In the mean time my lord, kept up later than he had expected to-night, was trying to amuse himself with the beauties of his unfrequented garden. While he wandered up and down the deserted paths, he could not but muse on the rather curious and entertaining incident of the night. Ribâta was not by nature an ungenerous man; and now, as he looked about him on the extreme beauty of his surroundings, it seemed rather well than otherwise that some one should have had so much benefit from his unheeded flowers. Certainly the plants seemed to have suffered no harm at Bazuzu's hands. Instead, the gardeners had, in all probability, been saved a daily hour or so of labor of the same kind. Then Ribâta pondered for a little on the code of laws that might put a slave to death for just such a deed—something that did no harm to any one, and on the other hand helped a poor family to live. Certainly, for a judge of the royal court, Ribâta was not narrow; neither was he harsh. Presently, as he continued his walk, he came upon the basket still containing a handful of red lilies, lying, as he himself had finally dropped it, beside the rose thicket. Ribâta picked it up, and, as he moved on again, began, half absently, to pluck flowers—such flowers as Bazuzu had never dared take—and to put them into the light receptacle. My lord confessed to himself that his work was not artistically done. Great clumps of jasmine from their carefully trained vines, thick bunches of heliotrope, heavy lotus-blossoms with their rubber-like stalks, golden roses and waxen camellias, the rarest of his garden's lustrous treasures, he pulled and dragged about with his unpractised hands, and threw in a fragrant, tangled heap into Ramûa's basket.

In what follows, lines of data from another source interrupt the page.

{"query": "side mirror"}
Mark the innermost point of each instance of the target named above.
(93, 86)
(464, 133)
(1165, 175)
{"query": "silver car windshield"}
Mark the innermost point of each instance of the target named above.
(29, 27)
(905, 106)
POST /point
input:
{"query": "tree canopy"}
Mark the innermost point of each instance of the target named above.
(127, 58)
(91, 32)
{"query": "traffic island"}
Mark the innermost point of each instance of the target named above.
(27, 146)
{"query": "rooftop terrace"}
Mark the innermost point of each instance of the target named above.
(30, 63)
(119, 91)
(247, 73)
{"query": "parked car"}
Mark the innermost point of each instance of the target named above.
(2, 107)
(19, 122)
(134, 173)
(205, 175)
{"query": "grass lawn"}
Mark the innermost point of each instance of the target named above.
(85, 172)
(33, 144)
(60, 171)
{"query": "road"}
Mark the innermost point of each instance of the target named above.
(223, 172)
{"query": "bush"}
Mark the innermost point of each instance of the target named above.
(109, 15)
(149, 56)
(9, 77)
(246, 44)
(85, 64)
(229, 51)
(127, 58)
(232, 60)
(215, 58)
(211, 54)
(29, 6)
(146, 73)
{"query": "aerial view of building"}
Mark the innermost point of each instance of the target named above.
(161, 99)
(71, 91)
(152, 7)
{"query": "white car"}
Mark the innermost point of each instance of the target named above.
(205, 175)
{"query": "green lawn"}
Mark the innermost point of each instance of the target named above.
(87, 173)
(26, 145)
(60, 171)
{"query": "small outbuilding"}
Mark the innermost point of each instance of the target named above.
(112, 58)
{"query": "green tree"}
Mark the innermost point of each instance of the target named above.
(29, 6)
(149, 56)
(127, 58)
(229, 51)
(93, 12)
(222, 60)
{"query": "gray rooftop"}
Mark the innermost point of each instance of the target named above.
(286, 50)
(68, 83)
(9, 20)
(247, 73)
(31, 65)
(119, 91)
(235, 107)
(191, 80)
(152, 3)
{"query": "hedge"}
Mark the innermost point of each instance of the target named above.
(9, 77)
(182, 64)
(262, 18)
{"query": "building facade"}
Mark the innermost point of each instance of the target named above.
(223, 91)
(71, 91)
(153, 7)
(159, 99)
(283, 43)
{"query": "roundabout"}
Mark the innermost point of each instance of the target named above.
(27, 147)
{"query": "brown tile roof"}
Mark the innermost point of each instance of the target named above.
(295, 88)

It was soon filled to overflowing, and then Ribâta went back to the gate through which Baniya must return. Near this was an arbor overgrown with sweet, white flowers, and here he seated himself to wait. He was not impatient. The beauty of this unvisited part of his own domain had made a strong impression on him, and he leaned back comfortably to gaze out upon the moonlight and to dream unwonted dreams. Around and above him the heavy jasmine exhaled its overpowering sweetness into the limpid moonlight. Near him row upon row of brilliant lilies lay like scarlet butterflies asleep. Presently, from a distant thicket, a nightingale began to pour forth its full-throated song; and then, as Ribâta in a quiet ecstasy raised his head to listen, the gate opened, and Ramûa, bare-footed, with flowing hair, came into the garden.

She could not, from where she stopped, see Ribâta; and he, wishing to know her first, did not immediately rise. Baniya, however, broke in upon him by running forward, performing his obeisance, and demanding to know if he had done well. My lord peremptorily dismissed him, and then, rising reluctantly, went to the maiden.

"Ramûa is made welcome to Ribâta's dwelling-place," he said, quietly, looking at but not offering to touch her.

Ramûa's reply was to cover her face with her hair, and to fold both hands across her breast, in token of the deepest woe.

Somewhat against his will, Ribâta changed his tactics. Assuming a tone of severity that did not in the least accord with his mood, he said: "And it was you, then, that despatched your slave into my garden, that he might steal my blossoms for your gain?"

The girl fell upon her knees and touched her forehead to the earth. "Alas, my lord! Alas, it is true! My lord, be merciful to me! May my lord grant a little time and he shall be repaid—shall be repaid for all. I will repay him. By day and by night shall my hands labor. I will earn a maneh of silver wherewith to buy new plants for his garden, if he will let me now depart from him. May the great gods put mercy into the heart of my lord!"